Tenía 15 años cuando empezamos a salir formalmente, pero hacía un año que veníamos a las vueltas. Él tenía 22 y éramos la primera pareja formal de cada uno. Al principio, y como cualquier otra relación, todo era un cuento de hadas, color de rosa. Hasta que un día en mi casa, los dos solos, me empezó a besar contra una pared y me empujaba mientras me agarraba de la cola. Mis intentos de apartarlo fueron inútiles, él era mucho más físicamente. Así que “no me quedó otra” que dejarle la mano ahí, ya que era mi novio y es lo que los novios hacen.

Unos meses más tarde tuvimos una fiesta, así que me compré un vestido nuevo para usar esa noche. Estaba emocionadísima, más que nada porque era la fiesta más importante del pueblo y era la primera vez que iba. Cuando pasó la noche, los dos agotados, fuimos un rato a su casa, antes que me lleve a dormir a la mía. Ahí nos empezamos a besar y abrazar en el sillón. Creo que de la emoción que tenía por el baile no me percaté hasta después de un rato que me estaba agarrando uno de mis pechos, entonces, otra vez, intenté sacarle la mano. “Sh, no te preocupes. No vamos a hacer nada que no quieras”, dijo. Inmediatamente le pedí que me lleve a mi casa porque estábamos haciendo algo que yo no quería.

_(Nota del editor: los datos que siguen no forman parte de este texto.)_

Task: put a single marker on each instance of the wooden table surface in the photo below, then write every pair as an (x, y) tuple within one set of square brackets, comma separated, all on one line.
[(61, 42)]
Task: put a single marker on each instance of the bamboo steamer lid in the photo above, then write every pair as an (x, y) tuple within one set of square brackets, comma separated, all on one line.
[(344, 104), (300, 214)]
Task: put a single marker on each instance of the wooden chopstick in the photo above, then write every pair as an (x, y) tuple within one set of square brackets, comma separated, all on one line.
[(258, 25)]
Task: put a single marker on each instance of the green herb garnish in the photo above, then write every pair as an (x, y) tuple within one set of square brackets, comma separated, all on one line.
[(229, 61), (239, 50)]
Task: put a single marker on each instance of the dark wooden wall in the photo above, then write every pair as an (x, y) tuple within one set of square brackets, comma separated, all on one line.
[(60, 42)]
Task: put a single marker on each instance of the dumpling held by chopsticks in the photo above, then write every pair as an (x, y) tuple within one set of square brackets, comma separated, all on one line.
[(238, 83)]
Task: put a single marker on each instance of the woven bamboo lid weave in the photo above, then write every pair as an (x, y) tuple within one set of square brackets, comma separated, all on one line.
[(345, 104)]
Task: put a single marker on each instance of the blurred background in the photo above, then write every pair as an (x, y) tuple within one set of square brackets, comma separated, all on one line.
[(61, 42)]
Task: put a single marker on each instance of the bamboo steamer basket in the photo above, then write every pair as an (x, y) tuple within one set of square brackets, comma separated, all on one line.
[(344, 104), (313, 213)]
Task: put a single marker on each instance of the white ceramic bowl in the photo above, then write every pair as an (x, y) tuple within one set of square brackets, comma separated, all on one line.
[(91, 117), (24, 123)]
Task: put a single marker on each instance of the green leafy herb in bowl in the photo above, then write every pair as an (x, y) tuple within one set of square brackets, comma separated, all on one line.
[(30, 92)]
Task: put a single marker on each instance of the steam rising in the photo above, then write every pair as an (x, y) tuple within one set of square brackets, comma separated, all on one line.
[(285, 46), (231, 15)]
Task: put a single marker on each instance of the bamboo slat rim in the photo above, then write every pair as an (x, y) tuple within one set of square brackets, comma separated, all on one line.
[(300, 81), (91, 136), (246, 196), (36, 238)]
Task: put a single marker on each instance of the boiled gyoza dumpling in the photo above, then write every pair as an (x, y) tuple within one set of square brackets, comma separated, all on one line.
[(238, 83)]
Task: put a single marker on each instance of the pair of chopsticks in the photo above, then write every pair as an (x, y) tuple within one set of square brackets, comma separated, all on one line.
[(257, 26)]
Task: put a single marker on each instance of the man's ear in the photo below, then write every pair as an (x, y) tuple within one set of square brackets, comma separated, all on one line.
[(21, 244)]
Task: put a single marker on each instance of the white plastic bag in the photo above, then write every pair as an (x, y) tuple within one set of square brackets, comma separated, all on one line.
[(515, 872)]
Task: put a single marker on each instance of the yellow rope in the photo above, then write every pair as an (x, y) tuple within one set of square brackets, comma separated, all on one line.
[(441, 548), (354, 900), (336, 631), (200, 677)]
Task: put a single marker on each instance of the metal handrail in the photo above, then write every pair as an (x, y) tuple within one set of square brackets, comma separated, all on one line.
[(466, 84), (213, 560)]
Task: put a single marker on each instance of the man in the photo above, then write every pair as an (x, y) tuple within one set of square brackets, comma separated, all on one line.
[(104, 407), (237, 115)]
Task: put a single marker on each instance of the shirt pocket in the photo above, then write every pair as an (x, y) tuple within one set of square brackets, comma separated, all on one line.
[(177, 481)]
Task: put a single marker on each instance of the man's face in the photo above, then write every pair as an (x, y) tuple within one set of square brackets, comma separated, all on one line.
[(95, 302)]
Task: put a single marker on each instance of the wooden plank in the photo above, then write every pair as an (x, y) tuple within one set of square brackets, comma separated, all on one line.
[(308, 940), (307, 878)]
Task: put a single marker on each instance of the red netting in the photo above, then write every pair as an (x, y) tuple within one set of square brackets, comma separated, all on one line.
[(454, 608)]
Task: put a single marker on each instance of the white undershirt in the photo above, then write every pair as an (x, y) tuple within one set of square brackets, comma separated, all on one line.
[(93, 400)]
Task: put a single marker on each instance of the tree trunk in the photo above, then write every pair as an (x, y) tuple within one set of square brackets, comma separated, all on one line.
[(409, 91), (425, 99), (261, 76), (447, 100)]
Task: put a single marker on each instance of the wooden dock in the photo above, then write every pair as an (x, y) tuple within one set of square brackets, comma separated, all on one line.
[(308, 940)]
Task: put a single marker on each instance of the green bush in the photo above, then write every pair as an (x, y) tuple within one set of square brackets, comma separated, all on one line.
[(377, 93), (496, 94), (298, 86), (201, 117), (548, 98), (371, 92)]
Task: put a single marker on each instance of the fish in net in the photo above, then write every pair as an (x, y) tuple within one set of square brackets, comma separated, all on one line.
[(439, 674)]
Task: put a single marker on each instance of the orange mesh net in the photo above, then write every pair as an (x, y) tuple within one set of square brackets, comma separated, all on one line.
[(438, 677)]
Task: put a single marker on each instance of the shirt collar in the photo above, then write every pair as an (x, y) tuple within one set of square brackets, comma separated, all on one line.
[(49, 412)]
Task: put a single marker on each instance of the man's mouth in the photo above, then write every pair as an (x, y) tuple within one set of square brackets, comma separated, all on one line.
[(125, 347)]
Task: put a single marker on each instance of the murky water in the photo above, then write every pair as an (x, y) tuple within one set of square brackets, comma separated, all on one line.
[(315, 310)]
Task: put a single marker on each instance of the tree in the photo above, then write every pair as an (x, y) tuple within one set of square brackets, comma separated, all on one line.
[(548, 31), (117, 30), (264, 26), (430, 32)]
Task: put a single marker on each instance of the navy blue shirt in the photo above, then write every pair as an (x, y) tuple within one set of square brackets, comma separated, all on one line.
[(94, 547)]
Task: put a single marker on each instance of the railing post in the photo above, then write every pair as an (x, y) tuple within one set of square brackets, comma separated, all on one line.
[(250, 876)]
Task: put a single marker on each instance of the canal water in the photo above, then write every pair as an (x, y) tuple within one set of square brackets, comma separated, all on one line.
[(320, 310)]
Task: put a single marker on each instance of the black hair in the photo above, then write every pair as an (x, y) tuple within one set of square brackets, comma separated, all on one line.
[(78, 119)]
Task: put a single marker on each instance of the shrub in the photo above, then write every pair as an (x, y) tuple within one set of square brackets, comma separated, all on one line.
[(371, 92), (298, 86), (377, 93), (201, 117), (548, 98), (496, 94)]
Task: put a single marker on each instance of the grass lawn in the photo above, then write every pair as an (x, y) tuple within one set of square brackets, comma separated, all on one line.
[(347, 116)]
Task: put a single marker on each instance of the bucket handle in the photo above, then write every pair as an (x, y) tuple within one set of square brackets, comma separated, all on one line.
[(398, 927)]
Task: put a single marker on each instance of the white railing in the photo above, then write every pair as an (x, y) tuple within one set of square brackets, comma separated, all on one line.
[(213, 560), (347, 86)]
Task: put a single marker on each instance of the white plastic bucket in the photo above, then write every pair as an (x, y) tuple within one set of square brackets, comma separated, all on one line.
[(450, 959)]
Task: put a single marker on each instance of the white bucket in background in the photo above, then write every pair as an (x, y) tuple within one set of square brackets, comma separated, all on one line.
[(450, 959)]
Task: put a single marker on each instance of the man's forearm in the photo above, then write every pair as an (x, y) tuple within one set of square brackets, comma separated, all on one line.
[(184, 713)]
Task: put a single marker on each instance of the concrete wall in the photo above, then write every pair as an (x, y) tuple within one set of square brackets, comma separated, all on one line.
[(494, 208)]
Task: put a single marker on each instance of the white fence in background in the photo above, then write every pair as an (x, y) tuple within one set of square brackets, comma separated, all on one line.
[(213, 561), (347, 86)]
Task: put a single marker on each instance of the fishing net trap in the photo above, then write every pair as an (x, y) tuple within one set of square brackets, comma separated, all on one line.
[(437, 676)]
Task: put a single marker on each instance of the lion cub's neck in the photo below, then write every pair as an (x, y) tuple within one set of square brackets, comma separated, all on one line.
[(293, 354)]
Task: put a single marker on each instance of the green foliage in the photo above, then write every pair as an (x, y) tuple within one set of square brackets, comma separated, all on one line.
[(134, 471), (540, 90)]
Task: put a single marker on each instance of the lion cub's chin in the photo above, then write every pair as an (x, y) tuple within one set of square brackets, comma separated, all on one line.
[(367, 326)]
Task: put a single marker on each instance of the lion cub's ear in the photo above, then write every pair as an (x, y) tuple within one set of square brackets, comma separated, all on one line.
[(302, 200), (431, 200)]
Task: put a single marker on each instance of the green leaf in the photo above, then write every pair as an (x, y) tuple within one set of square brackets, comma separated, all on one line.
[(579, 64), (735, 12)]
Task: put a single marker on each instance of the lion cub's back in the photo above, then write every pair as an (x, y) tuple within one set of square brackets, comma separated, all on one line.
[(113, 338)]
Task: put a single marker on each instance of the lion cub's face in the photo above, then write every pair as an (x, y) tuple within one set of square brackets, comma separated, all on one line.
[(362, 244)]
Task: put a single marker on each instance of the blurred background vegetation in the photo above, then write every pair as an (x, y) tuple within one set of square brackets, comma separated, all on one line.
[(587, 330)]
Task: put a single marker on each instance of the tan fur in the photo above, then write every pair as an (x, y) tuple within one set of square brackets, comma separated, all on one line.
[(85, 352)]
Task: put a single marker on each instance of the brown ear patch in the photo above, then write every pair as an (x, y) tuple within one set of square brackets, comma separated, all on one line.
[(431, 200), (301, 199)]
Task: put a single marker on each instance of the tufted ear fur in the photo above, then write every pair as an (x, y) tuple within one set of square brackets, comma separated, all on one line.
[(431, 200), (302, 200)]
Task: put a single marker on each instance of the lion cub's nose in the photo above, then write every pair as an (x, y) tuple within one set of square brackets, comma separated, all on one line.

Ese tipo de situaciones se siguieron repitiendo, sumándole las escenas de celos que me hacía sin motivo, ya que ni siquiera salía de mi casa. Sólo salía para gimnasia o para visitar a mis abuelos. No tenía vida social. Con mi mejor amigo hablaba por Messenger cada tanto y de noche, cuando él no estaba cerca para vigilar.

Una de las situaciones que más me marcó en esa relación, fue que una noche en su casa. Después de cenar, nos pusimos a mirar una película, no recuerdo cuál exactamente. Él esperó a que toda su familia se vaya a dormir para abalanzarse sobre mí y repetir la misma secuencia de siempre. Primero unos besos tiernos, después recorrer todo mi cuerpo con su mano, hasta que empezaba a tocarme la entrepierna para excitarme y así lograr que pierda la virginidad con él. Pero nunca lo dejé tocarme sin ropa, siempre con el jean puesto, porque pensaba que de esa manera se iba a dar por vencido.

Una vez me rozó tan fuerte que comencé a sangrar, pero él nunca se enteró, lo único que hacía era tocarme cada vez más y más fuerte, mientras gemía en mi oído tratando que me entregase. Obviamente nunca se lo conté a nadie, más por vergüenza que por otra cosa.

Cuando ya llevábamos 1 año y 11 meses de relación, le pedí un tiempo porque “me sentía confundida y no sabía lo que quería”, cuando en realidad lo que quería era estar lejos de él. Hablé con mi mamá y me convenció de que volviéramos porque era buen pibe. Estuvimos hasta los 2 años y 2 meses.

Un par de días antes de dejarlo, volví a hablar con mi mamá y lo que me preguntó me abrió la cabeza. Me dijo: “¿Vos te ves casada con el?”. Le respondí que no, y me preguntó qué es lo que hacía con él entonces. Dos días después terminé la relación.

Nunca me di cuenta cuánto me había afectado esta relación, hasta el día en que en un concierto de No Te Va Gustar escuché la canción “Nunca más a mi lado” y rompí en llanto. Estuve 2 minutos y medio en el centro de una multitud llorando por los recuerdos que me traía.

Desde ese día, me dije a mi misma que a la primera señal de forcejeo o de intento de hacer algo que no quiera voy a frenarlo, y si veo que no me respeta, por más que me duela en el alma, terminar la relación.